Question: Here is a case dealing with an equally ambiguous term: Tina Johnson worked as a sales and reservations supervisor in a Global Securities Corp. (GSC)

Here is a case dealing with an equally ambiguous term:

Tina Johnson worked as a sales and reservations supervisor in a Global Securities Corp. (GSC) office located in Philadelphia. At 10:00pm one evening, after she had completed her work shift, Johnson left her office and exited the building onto a covered walkway. While she stood on this walkway, her estranged husband fatally stabbed her. As a GSC employee, Johnson was covered by a group life insurance policy issued by Federal Life Assurance Co. of America. A provision of the policy, marked "Hazard F," provided for a payment of $100,000 to the insured beneficiaries in the event of death resulting from "a felonious assault while on authorized business of [GSC]." The term "felonious assault" was defined to include murder.

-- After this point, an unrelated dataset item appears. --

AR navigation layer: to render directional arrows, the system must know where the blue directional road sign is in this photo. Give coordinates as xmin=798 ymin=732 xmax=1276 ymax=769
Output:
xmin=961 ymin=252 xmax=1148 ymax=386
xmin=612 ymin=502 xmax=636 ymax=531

Federal Life refused to pay the proceeds of the policy to Johnson 's beneficiaries (her children) on the grounds that Johnson had not been "on authorized business" at the time of her death. The beneficiaries then sued Federal Life to recover the proceeds.

One of the questions posed by this case was at what instant following the conclusion of an employee's work shift should separation from the employer's authorized business be complete? The trial court held that this instant occurred when Johnson left the employer's premises. Although she had left the building in which she worked, she was still on her employer's premises at the time of the fatal stabbing. The appellate court agreed. One appellate court judge dissented, however, concluding that at the time of the tragedy, Johnson was on her own business, not on the business of her employer. Argue the merits of each conclusion. Which one do you think is the fairer? Why?

Is the phrase "on authorized business" sufficiently ambiguous for the court to construe the phrase against the insurer, Federal Life? Do you discern any ethical principle underlying the rule that ambiguous terms and phrases will be construed against the insurance company? Given the fact that both parties to an insurance contract must agree to the terms contained therein or no contract will be formed, do you think that it is fair to hold just one of the parties responsible for ambiguous terms or phrases?